Polizeiliche Video­be­ob­achtung in Hannover aktuell wegen ungenügender Kennt­lich­machung rechtswidrig

Das Nieder­säch­sischen Ober­verwaltungs­gerichts hat am 6. Oktober 2020 entschieden, dass die von der Polizei­di­rektion Hannover an den fünf im Berufungs­ver­fahren noch streit­gegen­ständ­lichen Standorten betriebene Video­be­ob­achtung aktuell rechtswidrig ist sowie an zwei weiteren Standorten, an denen die Kamers im März 2020 demontiert wurden, rechtswidrig war (Az.: 11 LC 149/16).

Der Kläger wandte sich gegen die von der Polizei­di­rektion in Hannover an verschiedenen öffentlich zugänglichen Orten betriebene Videoüberwachung. Das Verwal­tungs­gericht gab seiner ursprünglich auf 78 Kameras bezogenen Klage in Bezug auf 56 Kamerastandorte statt und verpflichtete die Polizei­di­rektion Hannover, an diesen Standorten die Bildübertragung sowie die Aufzeichnung dieser Bilder zu unterlassen. Hinsichtlich der weiteren 22 Standorte wurde die Klage abgewiesen, da diesbezüglich die Voraussetzungen nach dem - zum Zeitpunkt des Urteilserlasses geltenden - Nieder­säch­sischen Gesetzes über die öffentliche Sicherheit und Ordnung (Nds. SOG) für eine Video­be­ob­achtung und Aufzeichnung vorlägen. Die Polizei­di­rektion stellte den Betrieb von 51 Kamerastandorte ein. Hinsichtlich zwei weiterer Standorte, an denen die Polizei­di­rektion beabsichtigt, den Betrieb der Kameras im Jahr 2021 unter Einsatz neuer Kameramodelle wieder­auf­zu­nehmen, hat der Kläger seinen Klageantrag angepasst und beantragt festzustellen, dass der Betrieb dieser Kameras rechtswidrig war. Bei den beiden letztgenannten Kameras handelt es sich um eine Kamera die dauerhaft Bilder aufgezeichnet und für fünf Tage gespeichert hat sowie um eine sog. Veran­stal­tungs­kamera, die nur anlassbezogen, z.B. bei großen Veranstaltungen, aktiviert wurde. Die fünf aktuell noch von der Polizei­di­rektion betriebenen Kameras sind ebenfalls Veran­stal­tungs­kameras, die nur anlassbezogen angeschaltet werden.
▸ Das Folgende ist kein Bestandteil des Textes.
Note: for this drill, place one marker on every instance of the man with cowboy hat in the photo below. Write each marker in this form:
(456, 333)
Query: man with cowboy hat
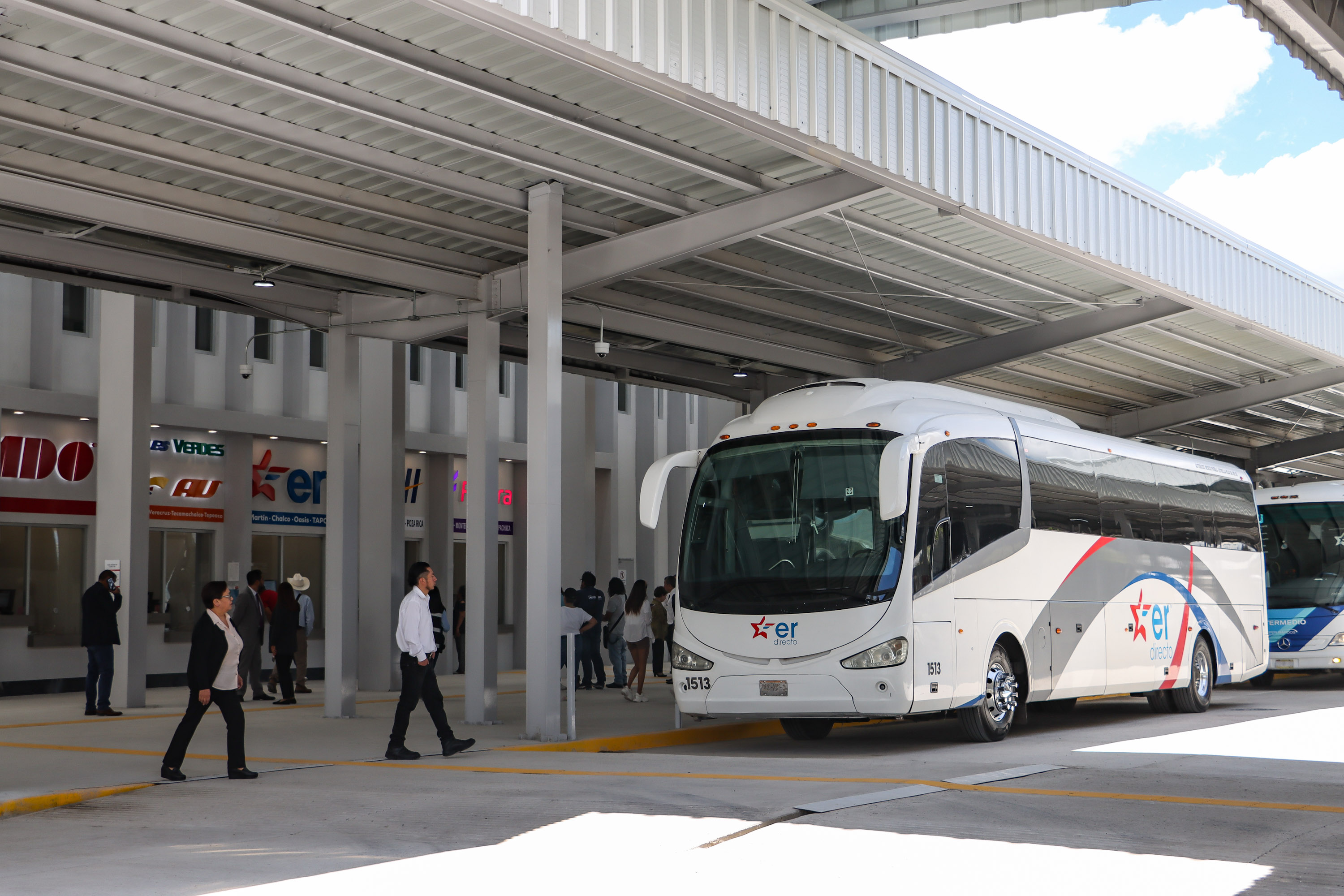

OVG: Betrieb der Kameras ist gegenwärtig rechtswidrig

Das OVG hat die Berufung zurückgewiesen. Der Betrieb der fünf aktuell noch von der Polizei­di­rektion betriebenen Veran­stal­tungs­kameras sei gegenwärtig rechtswidrig. Der Betrieb der beiden stillgelegten Kameras sei bis zur Demontage der Kameras im März 2020 rechtswidrig gewesen. Zur Begründung hat das OVG ausgeführt, dass die Video­be­ob­achtung zwar einen Eingriff in das Recht auf informationelle Selbst­be­stimmung darstelle, der jedoch grundsätzlich durch § 32 Abs. 3 Satz 1 Nr. 1 und Nr. 2 i.V.m. Satz 2 und Satz 3 des Nieder­säch­sischen Polizei- und Ordnungs­be­hör­den­ge­setzes (NPOG) gerechtfertigt werden könne. Die genannten Vorschriften genügten den verfas­sungs­recht­lichen Anforderungen an das Grundrecht auf informationelle Selbst­be­stimmung einschränkende Normen. Das Land verfüge über die notwendige Gesetz­ge­bungs­kom­petenz und die maßgeblichen Vorschriften seien hinreichend bestimmt und verhältnismäßig.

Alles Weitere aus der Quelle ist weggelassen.